As per the present invention, for self-training, the user is provided the functionality to listen to their recorded audio and compare it with the assessment. The model speaker audio is also made available to the user as a reference. There is also a provision to slow down the playback of this audio for beginners. This user audio could also be “corrected” to match the model template so that the user can listen to their own corrected voice for learning.

Additionally, detailed feedback can be availed by the user on each parameter. For example, the detailed lexical feedback as shown in figure 9 could display the total number of miscues to the user as well as indicate the words from the model text that were missed or substituted with other words, or additional words that were inserted by the user which were not present in the model text. The detected phrase breaks and prominent words can be displayed with coloured highlighting to indicate whether these match with the expected event locations or not. Detailed feedback on other parameters like speech rate could include a graph plotting the variation of speech rate over time.

The overall assessment as well as detailed feedback makes for a system that can serve a valuable role in programs requiring regular monitoring and evaluation of language and literacy interventions. It can also serve in a training context where the user gets immediate feedback followed by guidance on the next steps of required practice. Such a personalized tutor can serve as a powerful supplement to classroom instruction.

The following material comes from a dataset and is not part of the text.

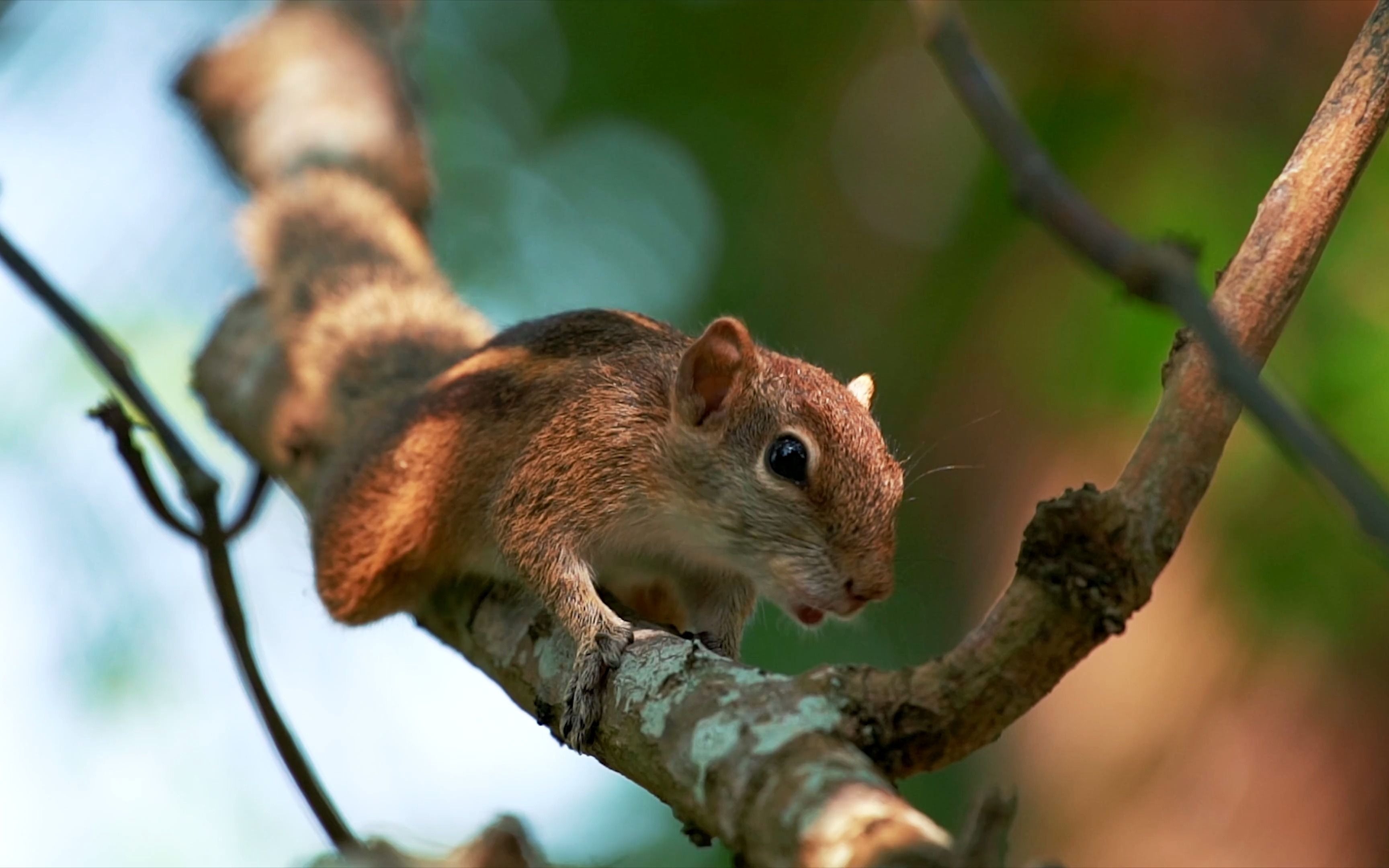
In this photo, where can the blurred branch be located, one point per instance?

Finally, all the work described herein is applicable to reading instruction and training as well as to speech and drama instruction and training. It can also be easily be extended to the text-independent assessment scenario as long as an ASR engine is applied to the incoming audio recording. The model information structure is obtained by applying a part-of- speech (PoS) tagging to the detected words and forming references phrases and prominent words for comparison with the detected user attributes. Further, the statistical summary of detected pauses and pitch variations can be compared with expected norms for a fluent speaker of the language.

Some of the significant features and the non-limiting advantages of the invention over the prior art are mentioned below:

• The proposed solution forms an effective component in any testing of spoken communication skills. For instance, it may be used in oral reading assessment for children in primary school, a literacy assessment tool for the large-scale monitoring of basic education programmes, a practice tool in speech and drama training.

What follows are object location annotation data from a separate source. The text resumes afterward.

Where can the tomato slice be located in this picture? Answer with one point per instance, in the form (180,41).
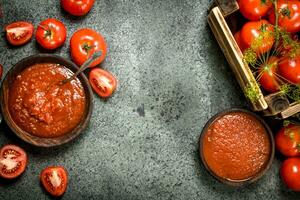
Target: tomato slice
(19,33)
(103,82)
(55,180)
(13,161)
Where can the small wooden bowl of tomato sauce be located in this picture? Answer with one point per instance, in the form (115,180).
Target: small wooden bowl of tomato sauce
(41,110)
(236,147)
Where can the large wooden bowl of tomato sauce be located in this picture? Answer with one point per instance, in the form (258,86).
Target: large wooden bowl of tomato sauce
(38,108)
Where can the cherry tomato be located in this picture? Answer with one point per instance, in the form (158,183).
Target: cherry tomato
(287,140)
(268,75)
(238,39)
(290,173)
(254,9)
(55,180)
(84,43)
(258,35)
(51,33)
(19,33)
(103,82)
(289,68)
(289,15)
(77,7)
(13,161)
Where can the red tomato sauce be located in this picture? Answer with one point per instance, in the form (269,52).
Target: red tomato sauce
(41,106)
(236,146)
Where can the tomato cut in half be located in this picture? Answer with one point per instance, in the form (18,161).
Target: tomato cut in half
(84,43)
(103,82)
(254,9)
(287,140)
(19,33)
(289,68)
(290,173)
(13,161)
(55,180)
(268,77)
(51,34)
(289,15)
(77,7)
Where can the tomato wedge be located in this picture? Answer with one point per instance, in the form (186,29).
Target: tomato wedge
(19,33)
(103,82)
(55,180)
(13,161)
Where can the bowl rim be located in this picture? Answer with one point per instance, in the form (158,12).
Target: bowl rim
(43,141)
(258,175)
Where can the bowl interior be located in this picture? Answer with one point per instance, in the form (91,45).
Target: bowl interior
(255,177)
(4,95)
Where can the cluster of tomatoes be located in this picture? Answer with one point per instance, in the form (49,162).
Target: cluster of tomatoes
(277,62)
(14,160)
(52,33)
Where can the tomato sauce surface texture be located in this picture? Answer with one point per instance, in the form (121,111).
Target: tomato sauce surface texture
(236,146)
(41,106)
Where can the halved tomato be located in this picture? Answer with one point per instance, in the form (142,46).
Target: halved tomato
(55,180)
(19,33)
(103,82)
(13,161)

• For scenarios involving text independent case -the present disclosure provides additional statistics of pauses and durations and also about pitch variations and voice quality to be used for fluency scoring. The embodiments of this disclosure are not purely based on pronunciation of words, as it was the case in the prior art.

• The assessment of individuals could be used by the organization to obtain some trends for intervention such as specific cultural or native tongue influences.

• User video recording and the effects produced thereof with the present invention makes the process engaging.

• The system disclosed herein incorporates identifying the difficulty of the story using the text attributes and facilitates the personalization of the training to match individual skill levels.